CBO Teórica 2 - Prova de Especialidades da Oftalmologia — Prova 2012
O paciente que apresenta pressão intraocular muito elevada, material esbranquiçado em forma de grumos na cápsula anterior do cristalino, câmara anterior aparentemente mais ampla no olho afetado, flare intenso e catarata tem, mais provavelmente, um quadro de:
Catarata hipermadura + PIO ↑ + flare intenso + material esbranquiçado = Glaucoma Facolítico.

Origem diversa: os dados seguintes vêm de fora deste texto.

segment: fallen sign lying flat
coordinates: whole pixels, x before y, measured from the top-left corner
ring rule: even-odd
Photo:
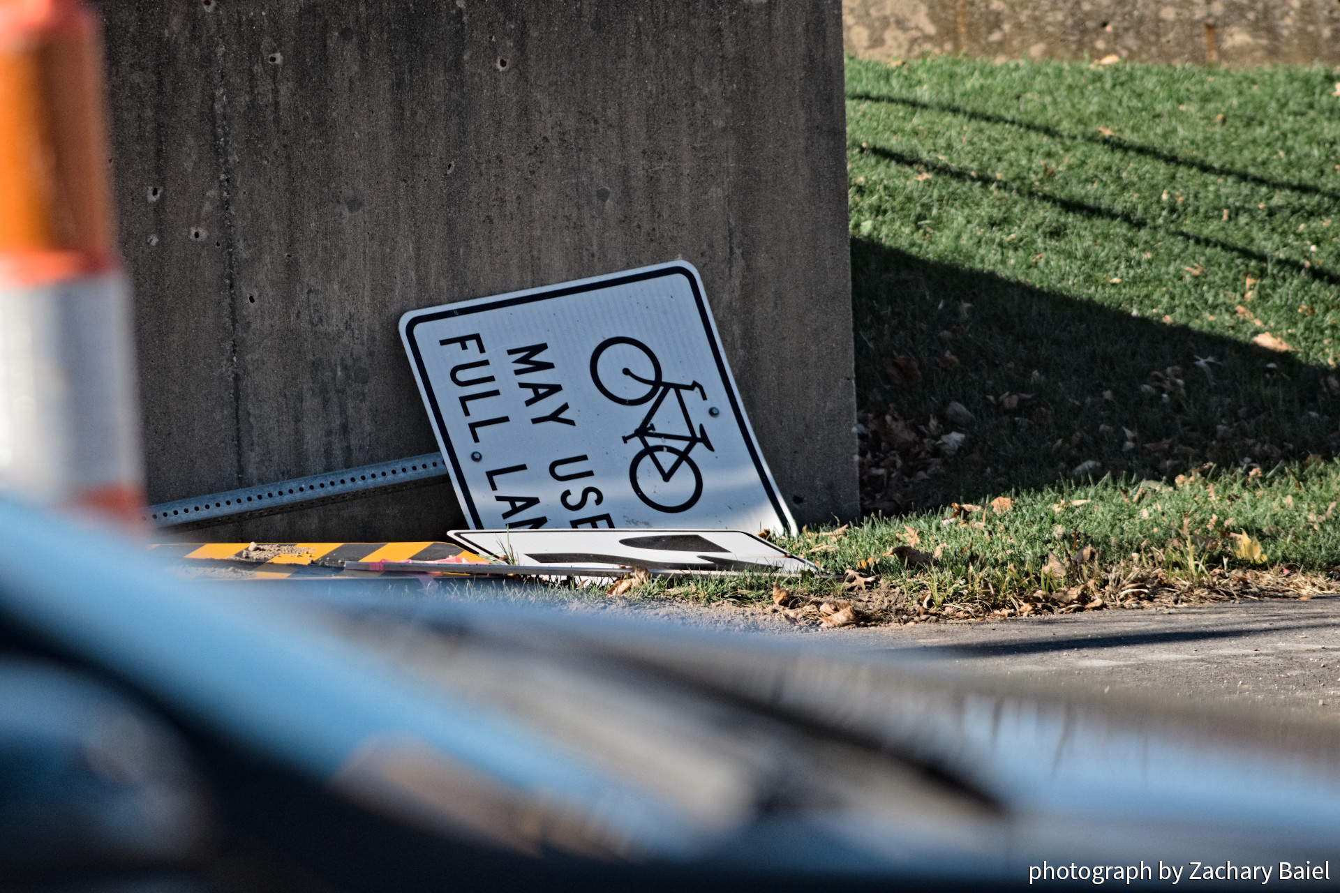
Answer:
[[[545,568],[813,573],[823,569],[740,530],[450,530],[470,552]]]
[[[686,262],[411,311],[401,337],[476,529],[796,529]]]

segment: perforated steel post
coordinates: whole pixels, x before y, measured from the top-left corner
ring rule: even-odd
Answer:
[[[0,489],[135,522],[143,459],[99,23],[0,0]]]

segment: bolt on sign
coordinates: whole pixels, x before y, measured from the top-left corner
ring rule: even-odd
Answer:
[[[411,311],[401,337],[474,529],[796,529],[690,264]]]

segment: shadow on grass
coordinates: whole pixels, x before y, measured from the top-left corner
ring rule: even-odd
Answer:
[[[1333,629],[1329,619],[1304,623],[1274,623],[1269,628],[1261,625],[1238,625],[1219,629],[1171,629],[1164,632],[1116,633],[1111,636],[1067,636],[1037,639],[1033,641],[984,641],[950,645],[918,645],[918,655],[939,655],[946,657],[1009,657],[1012,655],[1047,655],[1072,648],[1085,651],[1103,648],[1128,648],[1132,645],[1175,645],[1183,643],[1213,643],[1219,639],[1242,639],[1262,632],[1284,633],[1300,629]],[[1032,629],[1030,632],[1037,632]],[[1052,633],[1055,636],[1055,633]],[[911,648],[909,645],[909,648]]]
[[[866,511],[1340,450],[1329,368],[868,240],[851,262]]]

Ocorre por extravasamento de proteínas de uma catarata hipermadura através da cápsula intacta, obstruindo mecanicamente o trabeculado.

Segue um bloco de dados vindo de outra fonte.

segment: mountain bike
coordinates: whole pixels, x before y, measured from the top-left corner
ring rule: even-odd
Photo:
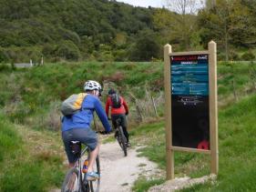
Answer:
[[[118,140],[122,150],[124,151],[125,157],[127,157],[128,156],[127,137],[125,136],[123,131],[122,119],[120,117],[117,119],[117,130],[115,133],[115,137]]]
[[[82,157],[87,157],[89,159],[89,148],[86,145],[82,150],[82,145],[79,141],[71,141],[72,153],[77,157],[74,167],[70,168],[66,174],[61,192],[98,192],[100,186],[100,177],[94,181],[86,179],[86,174],[82,172],[83,160]],[[98,156],[96,158],[93,171],[100,176],[100,166]]]

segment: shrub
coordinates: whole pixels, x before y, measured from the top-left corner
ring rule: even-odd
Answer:
[[[77,61],[80,58],[80,51],[72,41],[62,41],[57,45],[56,56],[67,60]]]
[[[240,60],[239,55],[235,51],[230,50],[229,53],[229,60],[233,60],[233,61]]]
[[[255,56],[251,52],[246,52],[241,56],[241,58],[245,61],[251,61],[255,59]]]

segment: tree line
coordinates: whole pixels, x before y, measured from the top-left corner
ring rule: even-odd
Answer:
[[[183,51],[211,39],[220,59],[254,56],[256,2],[206,0],[197,11],[188,2],[195,1],[143,8],[115,0],[0,0],[0,62],[149,61],[162,59],[166,43]]]

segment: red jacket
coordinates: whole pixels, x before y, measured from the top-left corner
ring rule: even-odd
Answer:
[[[112,104],[111,98],[110,98],[110,96],[108,96],[107,103],[106,103],[107,116],[108,116],[109,106],[111,106],[111,115],[118,115],[118,114],[128,113],[128,107],[127,102],[125,101],[125,99],[122,96],[120,96],[120,98],[121,98],[121,107],[120,108],[113,108],[112,107],[113,104]]]

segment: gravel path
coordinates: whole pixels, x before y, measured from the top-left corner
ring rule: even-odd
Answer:
[[[139,176],[158,172],[157,165],[146,157],[138,157],[136,149],[128,149],[128,157],[117,142],[101,145],[100,166],[102,192],[131,191]]]

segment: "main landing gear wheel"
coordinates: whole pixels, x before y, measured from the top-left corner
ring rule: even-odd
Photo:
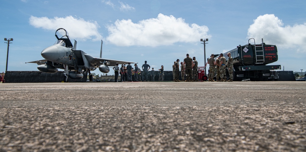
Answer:
[[[64,79],[63,80],[64,81],[64,82],[67,82],[67,79],[68,79],[68,77],[67,76],[65,75],[64,76]]]
[[[204,76],[202,77],[202,80],[203,81],[206,81],[208,79],[208,77],[206,76]]]

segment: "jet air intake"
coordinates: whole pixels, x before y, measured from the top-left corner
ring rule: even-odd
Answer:
[[[50,65],[43,64],[39,65],[37,67],[38,70],[43,72],[54,73],[56,73],[58,71],[58,68]]]
[[[103,64],[99,66],[99,70],[104,73],[107,73],[110,72],[110,68],[108,66]]]
[[[80,79],[83,78],[83,74],[81,73],[77,72],[76,74],[75,71],[71,71],[69,72],[68,74],[68,76],[69,77],[70,79]]]

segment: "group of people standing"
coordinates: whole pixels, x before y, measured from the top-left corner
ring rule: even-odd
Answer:
[[[211,54],[211,58],[208,59],[207,63],[209,65],[209,73],[208,75],[208,81],[214,82],[214,78],[215,77],[215,70],[216,70],[217,81],[226,82],[226,64],[227,67],[230,73],[230,80],[227,81],[233,81],[233,59],[231,56],[230,53],[227,53],[229,59],[227,62],[226,59],[223,56],[223,54],[221,53],[216,59],[215,59],[214,54]],[[176,82],[181,82],[179,80],[179,76],[180,72],[180,60],[177,59],[174,62],[174,64],[172,65],[173,74],[173,81]],[[118,81],[118,75],[120,74],[121,76],[120,81],[148,81],[148,76],[149,75],[149,71],[151,67],[147,63],[146,61],[144,61],[144,64],[142,65],[141,67],[143,70],[143,74],[141,74],[141,70],[138,67],[137,63],[134,65],[134,68],[132,68],[131,63],[128,63],[128,65],[126,66],[125,64],[121,65],[120,68],[118,67],[118,64],[113,68],[115,71],[115,82]],[[188,54],[186,55],[186,57],[184,59],[184,62],[181,62],[181,70],[182,81],[185,80],[184,76],[186,76],[186,80],[185,82],[195,82],[199,81],[198,77],[198,61],[196,59],[196,57],[193,57],[192,58],[189,57]],[[160,69],[158,69],[159,71],[159,81],[164,80],[164,66],[162,65]],[[151,81],[154,81],[155,76],[155,71],[154,68],[152,68],[151,71]],[[140,76],[142,75],[142,79]],[[219,80],[219,78],[221,78]]]
[[[208,59],[207,63],[209,64],[209,74],[208,75],[208,81],[215,82],[214,77],[215,77],[215,69],[217,72],[217,82],[233,82],[233,58],[231,56],[230,53],[227,53],[227,56],[229,58],[227,62],[226,59],[223,56],[223,54],[220,54],[220,55],[216,59],[215,59],[215,55],[211,54],[211,58]],[[230,80],[226,80],[226,66],[229,70],[230,74]],[[221,80],[219,80],[219,78]]]
[[[179,80],[180,74],[180,60],[177,59],[174,62],[172,66],[173,74],[173,81],[174,82],[181,82]],[[185,82],[198,81],[198,61],[196,57],[193,57],[192,59],[189,57],[189,54],[186,55],[186,57],[184,59],[184,62],[181,62],[181,72],[182,81],[184,81],[184,76],[186,75]]]
[[[151,81],[154,81],[155,80],[155,71],[154,68],[152,68],[152,70],[149,71],[151,67],[150,65],[147,64],[146,61],[144,61],[144,64],[141,66],[143,71],[142,74],[141,70],[138,67],[137,63],[134,64],[134,68],[132,67],[130,63],[129,63],[127,65],[126,65],[125,64],[121,65],[121,67],[120,68],[118,66],[118,65],[119,64],[117,63],[116,65],[113,68],[113,69],[115,71],[115,82],[118,82],[118,76],[119,74],[121,76],[120,81],[121,82],[147,81],[148,81],[148,76],[150,74],[151,74],[152,77]],[[159,79],[159,81],[163,80],[163,67],[162,65],[161,69],[159,69],[160,71]],[[142,75],[142,78],[141,76]]]

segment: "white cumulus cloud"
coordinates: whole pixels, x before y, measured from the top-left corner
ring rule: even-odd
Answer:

O glaucoma facolítico é uma forma grave de glaucoma secundário de ângulo aberto. A fisiopatologia envolve a liquefação do córtex do cristalino em cataratas hipermaduras (Morgagnianas). Proteínas solúveis atravessam a cápsula e desencadeiam uma resposta inflamatória mínima, mas uma obstrução mecânica severa do trabeculado. Clinicamente, o paciente apresenta dor súbita, visão muito reduzida e sinais de inflamação na câmara anterior (flare e células) sem sinéquias, diferenciando-se de uveítes primárias. O reconhecimento rápido é essencial para evitar danos permanentes ao nervo óptico.
É causado pelo vazamento de proteínas de alto peso molecular de um cristalino com catarata madura ou hipermadura através de uma cápsula anterior microscopicamente porosa. Essas proteínas e macrófagos que as fagocitaram obstruem a malha trabecular, elevando a pressão intraocular.

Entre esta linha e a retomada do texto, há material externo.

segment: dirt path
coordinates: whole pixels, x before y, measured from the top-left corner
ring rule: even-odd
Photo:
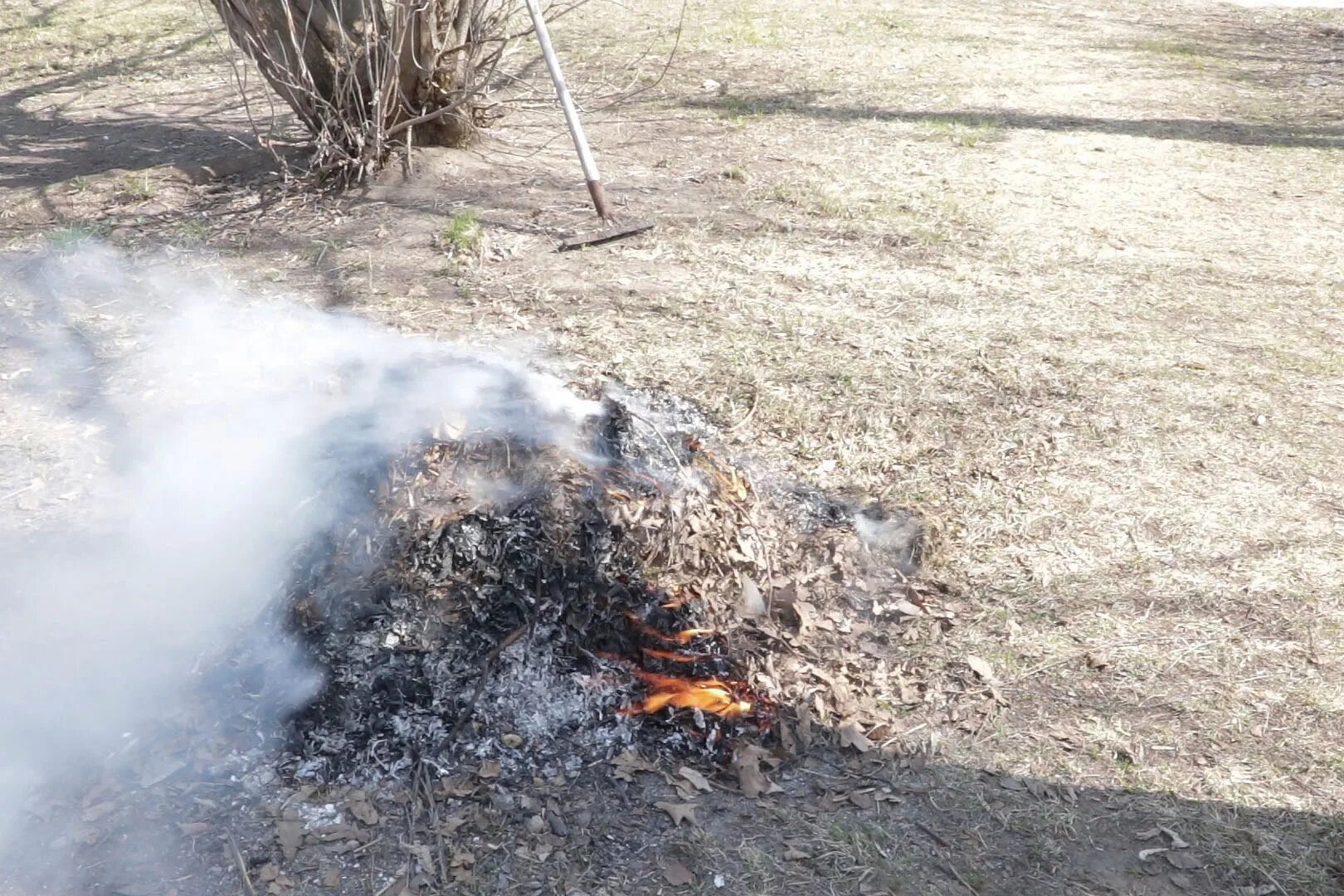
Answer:
[[[675,20],[594,4],[556,42],[595,97],[626,63],[652,79]],[[0,235],[203,244],[266,289],[539,343],[930,521],[964,614],[910,669],[938,695],[978,656],[1008,705],[911,708],[903,803],[723,802],[731,823],[663,830],[688,866],[759,893],[1339,892],[1344,13],[695,4],[661,82],[589,102],[613,196],[657,231],[567,255],[548,246],[586,212],[548,111],[269,216],[173,173],[245,122],[224,79],[183,87],[218,63],[153,62],[176,34],[129,69],[7,73]],[[218,116],[112,109],[145,78]],[[465,207],[485,242],[446,251]],[[657,850],[628,861],[665,885]]]

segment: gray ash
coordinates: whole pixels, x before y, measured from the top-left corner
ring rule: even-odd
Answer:
[[[636,737],[724,756],[755,720],[668,709],[620,715],[633,668],[741,677],[714,638],[668,662],[659,631],[707,623],[650,584],[621,501],[663,496],[630,418],[609,412],[589,467],[507,438],[437,442],[392,466],[383,520],[352,525],[296,602],[296,626],[325,668],[321,695],[290,721],[285,770],[332,782],[499,760],[555,771]],[[482,493],[495,497],[481,498]],[[641,733],[642,732],[642,733]]]

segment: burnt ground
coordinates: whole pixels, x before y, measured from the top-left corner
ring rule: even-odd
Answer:
[[[0,11],[9,247],[167,244],[261,292],[526,341],[692,398],[757,478],[930,529],[957,625],[878,645],[918,695],[886,751],[844,746],[836,713],[757,799],[657,750],[531,780],[464,763],[430,892],[1339,892],[1339,12],[720,4],[656,81],[676,16],[593,4],[556,39],[612,195],[659,227],[559,255],[587,214],[535,79],[477,150],[312,197],[243,149],[190,11]],[[30,442],[0,494],[42,478]],[[949,712],[953,690],[993,711]],[[396,892],[422,842],[390,826],[411,785],[172,774],[77,802],[94,848],[151,817],[191,869],[130,861],[113,888],[241,892],[242,856],[257,892]],[[286,813],[345,852],[286,857]]]

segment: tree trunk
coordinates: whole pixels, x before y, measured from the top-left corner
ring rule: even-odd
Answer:
[[[503,47],[504,0],[212,0],[233,40],[344,177],[391,142],[472,137],[477,69]]]

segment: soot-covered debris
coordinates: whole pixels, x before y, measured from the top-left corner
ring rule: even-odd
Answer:
[[[477,435],[392,466],[382,519],[352,525],[296,603],[327,669],[293,720],[298,780],[465,756],[555,774],[641,729],[726,760],[773,735],[728,594],[741,567],[769,571],[750,486],[609,410],[599,462]]]

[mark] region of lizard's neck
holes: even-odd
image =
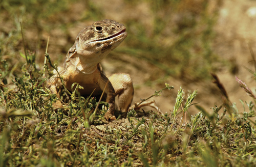
[[[79,71],[86,74],[90,74],[93,73],[97,69],[98,62],[90,62],[90,60],[81,59],[81,56],[77,56],[70,60],[67,62],[67,65],[72,65],[75,67]]]

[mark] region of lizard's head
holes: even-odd
[[[113,20],[96,21],[78,34],[76,51],[82,55],[102,59],[126,38],[125,30],[124,25]]]

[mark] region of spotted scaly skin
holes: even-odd
[[[71,86],[77,82],[84,88],[79,91],[82,95],[90,94],[96,88],[95,95],[105,93],[109,108],[105,114],[107,120],[115,120],[115,98],[118,96],[118,104],[122,112],[126,112],[133,98],[134,88],[128,74],[114,74],[106,77],[99,64],[109,52],[126,37],[125,27],[115,20],[105,19],[95,22],[78,34],[73,46],[69,49],[63,68],[59,68],[66,88],[72,91]],[[53,94],[57,94],[56,87],[61,82],[57,74],[47,84]],[[55,108],[62,106],[60,101],[54,104]]]

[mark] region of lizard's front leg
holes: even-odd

O glaucoma facolítico é um glaucoma secundário de ângulo aberto por obstrução proteica. Já o glaucoma facomórfico é de ângulo fechado, causado pelo aumento do tamanho do cristalino (intumescência) que empurra a íris para frente, bloqueando o ângulo.
O tratamento definitivo é a extração cirúrgica do cristalino (facectomia). Inicialmente, deve-se estabilizar a pressão intraocular com hipotensores e reduzir a inflamação com corticoides tópicos antes do procedimento.